To evaluate the pathogenic variants in GCDH gene and to assess the neurodevelopmental outcomes in children with Glutaric aciduria type 1 (GA-1).
Cross-sectional observational study between January 2019 and June 2020 in consecutive North Indian children with a clinical and biochemical suspicion of GA-1. Variants in the coding regions of GCDH gene were identified through Sanger sequencing. Neurodevelopmental and quality of life assessment was done using standardized scales.

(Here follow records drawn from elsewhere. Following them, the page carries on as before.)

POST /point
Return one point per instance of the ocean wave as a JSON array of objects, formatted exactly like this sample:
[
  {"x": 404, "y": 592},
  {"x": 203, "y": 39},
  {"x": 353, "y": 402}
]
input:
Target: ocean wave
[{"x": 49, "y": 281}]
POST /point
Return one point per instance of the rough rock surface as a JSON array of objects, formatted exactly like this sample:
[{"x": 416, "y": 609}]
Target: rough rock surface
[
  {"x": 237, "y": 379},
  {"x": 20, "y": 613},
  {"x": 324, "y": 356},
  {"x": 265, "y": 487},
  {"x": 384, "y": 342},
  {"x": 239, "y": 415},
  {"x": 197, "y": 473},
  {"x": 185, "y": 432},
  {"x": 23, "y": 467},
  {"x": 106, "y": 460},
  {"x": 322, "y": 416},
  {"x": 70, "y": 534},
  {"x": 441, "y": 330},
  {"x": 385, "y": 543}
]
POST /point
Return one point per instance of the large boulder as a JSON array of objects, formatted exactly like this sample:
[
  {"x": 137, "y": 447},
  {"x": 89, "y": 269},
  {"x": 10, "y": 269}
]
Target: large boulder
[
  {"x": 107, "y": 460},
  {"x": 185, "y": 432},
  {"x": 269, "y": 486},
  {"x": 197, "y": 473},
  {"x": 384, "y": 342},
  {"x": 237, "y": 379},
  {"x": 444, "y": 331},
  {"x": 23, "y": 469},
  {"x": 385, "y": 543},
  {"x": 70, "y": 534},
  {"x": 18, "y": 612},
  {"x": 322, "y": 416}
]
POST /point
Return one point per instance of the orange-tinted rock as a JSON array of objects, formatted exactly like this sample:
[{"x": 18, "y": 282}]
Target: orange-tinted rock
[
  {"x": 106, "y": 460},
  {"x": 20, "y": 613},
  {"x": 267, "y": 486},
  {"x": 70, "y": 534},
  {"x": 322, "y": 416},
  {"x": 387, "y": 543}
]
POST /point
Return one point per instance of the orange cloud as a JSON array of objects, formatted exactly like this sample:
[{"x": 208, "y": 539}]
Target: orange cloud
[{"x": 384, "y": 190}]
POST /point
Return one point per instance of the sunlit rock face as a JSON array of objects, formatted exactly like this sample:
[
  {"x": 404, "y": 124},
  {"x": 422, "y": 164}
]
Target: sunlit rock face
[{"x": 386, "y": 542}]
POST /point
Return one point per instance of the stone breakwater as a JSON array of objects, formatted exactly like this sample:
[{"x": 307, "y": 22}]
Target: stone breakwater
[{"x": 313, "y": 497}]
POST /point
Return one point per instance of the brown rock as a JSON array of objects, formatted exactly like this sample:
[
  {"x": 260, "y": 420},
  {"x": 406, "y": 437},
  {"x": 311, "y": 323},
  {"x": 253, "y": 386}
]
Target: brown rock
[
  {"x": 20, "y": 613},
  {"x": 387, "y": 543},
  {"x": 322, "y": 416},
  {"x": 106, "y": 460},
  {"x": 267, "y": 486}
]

24 children with GA-1 were identified. The median age at diagnosis was 12 months and the median delay in diagnosis was 3 months. Genetic analysis was done in 14 cases. It revealed 12 variants (11 missense and one nonsense) from 13 patients. Most of the pathogenic variants were in exon 9 and exon 5. Three novel variants were identified in three patients: two missense variants c.169G > A (p.Glu57Lys), c.1048T > C (p.Cys350Arg) and one nonsense variant c.331C > T (p.Lys111Ter). On neurodevelopmental assessment, majority of children with GA-1 were non ambulatory (62.5%), had limited hand skills (58.3%) and impaired communication (58.3%). Overall, poor global development was noted in 43.7%. A pre-existing developmental delay was significantly associated with impaired communication skills (p = 0.03), and the number of episodes of encephalopathy were significantly associated with impaired gross motor skill (p = 0.02). Presence of encephalopathy was significantly associated with poor performance in social emotional (p = 0.01) and cognitive (p = 0.03) domains of Developmental Profile-III scale and development of severe dystonia (p = 0.01).
Our findings highlight the clinical, biochemical, radiological and genetic spectrum of GA-1 in children in North India and report the presence of novel pathogenic variations.
评估 GCDH 基因中的致病变异,并评估 1 型戊二酸血症(GA-1)患儿的神经发育结局。
这是一项 2019 年 1 月至 2020 年 6 月在印度北部连续就诊的疑似 GA-1 的临床和生化特征的儿童中进行的病例系列观察性研究。通过 Sanger 测序鉴定 GCDH 基因编码区的变异。使用标准化量表进行神经发育和生活质量评估。
共发现 24 例 GA-1 患儿。诊断时的中位年龄为 12 个月,中位诊断延迟为 3 个月。对 14 例患儿进行了基因分析。结果在 13 名患儿中发现了 12 个变异(11 个错义突变和 1 个无义突变)。大多数致病性变异位于外显子 9 和外显子 5。在 3 名患儿中发现了 3 个新变异:2 个错义变异 c.169G > A(p.Glu57Lys)、c.1048T > C(p.Cys350Arg)和 1 个无义变异 c.331C > T(p.Lys111Ter)。在神经发育评估中,大多数 GA-1 患儿不能行走(62.5%),手部技能有限(58.3%),沟通能力受损(58.3%)。总体而言,43.7%的患儿存在发育不良。先前存在的发育迟缓与沟通能力受损显著相关(p = 0.03),而脑病发作次数与粗大运动技能受损显著相关(p = 0.02)。脑病的存在与发育障碍 III 量表的社会情感(p = 0.01)和认知(p = 0.03)领域的表现不佳以及严重肌张力障碍的发生显著相关(p = 0.01)。
我们的研究结果突出了印度北部儿童 GA-1 的临床、生化、影像学和遗传学特征,并报告了新的致病变异的存在。